BITE-SIZE THEOLOGY (133) – In Holy Communion, do we receive a living body or a corpse?

Rev José Mario O Mandía
jmom.honlam.org 

Now and then, people ask why communion is usually given only with the Sacred Host. The CCC (no 1390) explains: “Since Christ is sacramentally present under each of the species, communion under the species of bread alone makes it possible to receive all the fruit of Eucharistic grace. For pastoral reasons this manner of receiving communion has been legitimately established as the most common form in the Latin rite. But ‘the sign of communion is more complete when given under both kinds, since in that form the sign of the Eucharistic meal appears more clearly.’ [General Instruction of the Roman Missal 240] This is the usual form of receiving communion in the Eastern rites.” 

“Christ is sacramentally present under each of the species.” The CCCC 282 specifies that Christ “is present in a true, real and substantial way, with his Body and his Blood, with his Soul and his Divinity … under the Eucharistic species of bread and wine … Christ whole and entire, God and Man”. In other words, what we see as bread is not only the Body but the complete Christ; what we see as wine is not only the Blood but the entire Christ.

What would happen if the “bread” is only the Body of Christ without His Blood? A body without blood would be a lifeless body! It would be a cadaver! A cadaver could not give life! But note that when the priest gives communion, he says, “Body of Christ,” not “Corpse of Christ,” because what we receive is the glorious and resurrected Body of Christ which is fully alive, complete with His Divine Nature, with His soul, His bones and flesh and blood.

Communion under the species of bread is the Church’s way of teaching us that the entire Christ is in each of the species. 

There is, moreover, a practical reason for this practice in the Latin Church. When the Church talks about the possibility of giving Communion under both kinds, the Instruction Redemptionis Sacramentum (no 101) declares: “It is to be completely excluded where even a small danger exists of the sacred species being profaned.” 

We must remember that “Christ is present whole and entire in each of the species and whole and entire in each of their parts, in such a way that the breaking of the bread does not divide Christ” (CCC 1377). One small particle of the Sacred Host, or one drop of the Consecrated Wine, contains the whole Christ, not only a part of Him. If one were to unfortunately step on a particle of the Host or a drop of the Consecrated Wine, he would be trampling on Christ, not only on His leg or His arm….
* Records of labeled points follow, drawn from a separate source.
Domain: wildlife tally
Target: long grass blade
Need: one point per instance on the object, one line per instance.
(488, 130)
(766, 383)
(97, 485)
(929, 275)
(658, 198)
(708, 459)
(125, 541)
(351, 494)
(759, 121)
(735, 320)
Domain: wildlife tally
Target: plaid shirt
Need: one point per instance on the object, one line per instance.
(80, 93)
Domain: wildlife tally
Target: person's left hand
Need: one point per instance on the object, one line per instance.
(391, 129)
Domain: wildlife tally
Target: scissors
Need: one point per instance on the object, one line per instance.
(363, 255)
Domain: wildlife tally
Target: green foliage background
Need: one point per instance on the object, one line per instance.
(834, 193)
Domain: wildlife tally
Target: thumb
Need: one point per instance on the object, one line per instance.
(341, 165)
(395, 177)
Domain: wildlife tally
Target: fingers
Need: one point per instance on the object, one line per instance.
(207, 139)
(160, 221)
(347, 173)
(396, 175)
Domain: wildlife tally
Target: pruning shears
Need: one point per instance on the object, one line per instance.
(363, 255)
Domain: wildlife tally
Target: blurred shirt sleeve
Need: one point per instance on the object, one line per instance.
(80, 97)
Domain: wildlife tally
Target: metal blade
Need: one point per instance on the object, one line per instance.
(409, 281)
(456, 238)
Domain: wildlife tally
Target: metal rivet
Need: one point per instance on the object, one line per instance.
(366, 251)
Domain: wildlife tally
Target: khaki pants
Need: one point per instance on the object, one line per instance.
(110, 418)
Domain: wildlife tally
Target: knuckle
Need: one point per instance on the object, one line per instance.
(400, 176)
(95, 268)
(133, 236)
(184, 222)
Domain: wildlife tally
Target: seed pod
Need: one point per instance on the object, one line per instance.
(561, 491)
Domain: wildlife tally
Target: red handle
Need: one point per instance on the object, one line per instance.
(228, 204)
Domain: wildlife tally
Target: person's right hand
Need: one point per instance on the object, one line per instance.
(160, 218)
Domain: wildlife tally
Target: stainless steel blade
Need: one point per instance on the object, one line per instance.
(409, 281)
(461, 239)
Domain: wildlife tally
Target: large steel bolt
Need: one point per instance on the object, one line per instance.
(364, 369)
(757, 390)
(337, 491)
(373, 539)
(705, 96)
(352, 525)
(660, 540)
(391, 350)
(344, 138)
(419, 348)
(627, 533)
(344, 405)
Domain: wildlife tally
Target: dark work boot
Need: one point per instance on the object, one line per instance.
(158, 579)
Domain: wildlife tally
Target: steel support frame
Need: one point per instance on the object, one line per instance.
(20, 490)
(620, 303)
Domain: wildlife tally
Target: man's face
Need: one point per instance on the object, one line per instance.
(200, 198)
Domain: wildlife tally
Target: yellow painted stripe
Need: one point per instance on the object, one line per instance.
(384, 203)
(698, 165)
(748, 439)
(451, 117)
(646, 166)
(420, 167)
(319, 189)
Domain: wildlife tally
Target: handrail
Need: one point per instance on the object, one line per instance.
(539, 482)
This is why, Redemptionis Sacramentum (no 102) also teaches: “The chalice should not be ministered to lay members of Christ’s faithful where there is such a large number of communicants.”  

When Holy Communion is given “under both kinds, ‘the Blood of the Lord may be received either by drinking from the chalice directly, or by intinction, or by means of a tube or a spoon’ (Missale Romanum, Institutio Generalis, n 245). As regards the administering of Communion to lay members of Christ’s faithful, the Bishops may exclude Communion with the tube or the spoon where this is not the local custom, though the option of administering Communion by intinction always remains. If this modality is employed, however, hosts should be used which are neither too thin nor too small, and the communicant should receive the Sacrament from the priest only on the tongue (Missale Romanum, Institutio Generalis, n 285b and 287)” (Redemptionis Sacramentum 103).

Point no 104 of the same document adds: “The communicant must not be permitted to intinct the host himself in the chalice, nor to receive the intincted host in the hand.”